- Binance will impose tighter KYC criteria on users of the Binance Link program, including thorough verification of the funds’ origins.
- The price of BNB Coin, which has slightly increased to $587.94 following a weekly decline, demonstrates how volatile the market is in response to changes in regulations.
World’s largest cryptocurrency exchange, Binance, has implemented strict KYC requirements. The exchange is adapting to worldwide regulations and providing a secure trading environment for its consumers.
#Binance introduces mandatory identity verification (KYC) requirements for Binance Exchange Link accounts.
— Binance (@binance) April 6, 2024
Binance Link Program KYC Improvements
Binance will implement stricter KYC protocols on April 20, especially for Binance Link users. In September 2019, Binance introduced a “plug and play API” for exchanges, asset managers, and cryptocurrency wallet providers to empower them with its superior technology.
The new restrictions require Exchange Link account holders to undergo KYC verification to continue using the services. Provide complete details, including funding source and address.
KYC restrictions will be most detrimental to unverified users. Those who have not completed KYC will lose access to their Binance Link sub-accounts, even if they were only for depositing cryptocurrencies.
Sub-accounts without KYC information cannot deposit, order, or trade futures or margins. Binance warns that assets in these sub-accounts may be banned in severe instances, blocking deposits.
Handling Regulatory Review
Binance is responding to global regulatory pressure with these moves.
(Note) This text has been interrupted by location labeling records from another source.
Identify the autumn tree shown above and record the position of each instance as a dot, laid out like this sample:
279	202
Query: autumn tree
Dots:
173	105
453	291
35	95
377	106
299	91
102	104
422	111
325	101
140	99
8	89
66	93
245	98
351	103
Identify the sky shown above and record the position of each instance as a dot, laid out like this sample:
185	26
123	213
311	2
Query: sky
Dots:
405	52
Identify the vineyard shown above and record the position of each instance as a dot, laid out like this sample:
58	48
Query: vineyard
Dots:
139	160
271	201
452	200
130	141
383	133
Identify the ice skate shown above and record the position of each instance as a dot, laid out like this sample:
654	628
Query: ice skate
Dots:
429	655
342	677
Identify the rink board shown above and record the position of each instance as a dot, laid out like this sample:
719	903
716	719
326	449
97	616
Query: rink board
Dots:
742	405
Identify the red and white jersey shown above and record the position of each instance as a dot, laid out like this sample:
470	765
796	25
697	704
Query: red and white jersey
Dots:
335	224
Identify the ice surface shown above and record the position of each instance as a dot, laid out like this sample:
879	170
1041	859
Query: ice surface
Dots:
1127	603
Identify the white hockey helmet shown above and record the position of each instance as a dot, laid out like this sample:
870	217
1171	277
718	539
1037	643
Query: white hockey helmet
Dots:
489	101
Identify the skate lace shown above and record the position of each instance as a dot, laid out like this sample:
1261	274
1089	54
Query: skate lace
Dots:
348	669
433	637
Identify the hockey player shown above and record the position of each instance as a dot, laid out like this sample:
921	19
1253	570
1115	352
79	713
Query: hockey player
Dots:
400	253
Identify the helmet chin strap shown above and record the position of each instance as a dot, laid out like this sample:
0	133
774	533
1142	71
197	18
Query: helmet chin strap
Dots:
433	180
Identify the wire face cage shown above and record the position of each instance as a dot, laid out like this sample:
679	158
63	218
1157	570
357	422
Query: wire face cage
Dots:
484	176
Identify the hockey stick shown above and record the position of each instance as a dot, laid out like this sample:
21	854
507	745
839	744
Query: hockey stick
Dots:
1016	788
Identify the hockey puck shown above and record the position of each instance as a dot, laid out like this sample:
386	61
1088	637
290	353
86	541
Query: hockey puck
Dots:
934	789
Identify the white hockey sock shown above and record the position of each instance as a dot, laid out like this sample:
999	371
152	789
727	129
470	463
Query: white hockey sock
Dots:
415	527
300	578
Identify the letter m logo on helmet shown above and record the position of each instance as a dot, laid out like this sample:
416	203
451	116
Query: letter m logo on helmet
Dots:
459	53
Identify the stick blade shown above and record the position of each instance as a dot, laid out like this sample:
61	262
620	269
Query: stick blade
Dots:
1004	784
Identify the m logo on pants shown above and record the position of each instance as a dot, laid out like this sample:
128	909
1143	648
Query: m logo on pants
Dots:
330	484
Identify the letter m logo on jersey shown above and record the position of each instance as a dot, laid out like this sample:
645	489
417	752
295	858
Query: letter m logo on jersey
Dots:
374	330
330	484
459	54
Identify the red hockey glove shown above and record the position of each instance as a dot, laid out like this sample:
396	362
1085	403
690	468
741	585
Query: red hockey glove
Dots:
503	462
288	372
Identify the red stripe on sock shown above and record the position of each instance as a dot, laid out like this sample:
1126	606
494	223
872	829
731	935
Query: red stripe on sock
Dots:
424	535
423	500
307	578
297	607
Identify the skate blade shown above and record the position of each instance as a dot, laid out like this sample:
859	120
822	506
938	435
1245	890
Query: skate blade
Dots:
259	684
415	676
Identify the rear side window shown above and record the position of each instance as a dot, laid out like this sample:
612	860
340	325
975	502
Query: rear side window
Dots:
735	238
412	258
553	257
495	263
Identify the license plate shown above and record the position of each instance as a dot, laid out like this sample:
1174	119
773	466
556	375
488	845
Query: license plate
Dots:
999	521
The exchange mandated KYC verification for all users in August 2021 to emphasize compliance and user security, echoing earlier coverage by ETHNews.
A coincidence with changing market conditions is the announcement. Binance’s native token, BNB Coin, rose 0.79% to $587.94. However, the token’s value has dropped about 2.50% in the past week. This market performance shows the volatility of the cryptocurrency market and the need for strict regulation to ensure trade stability.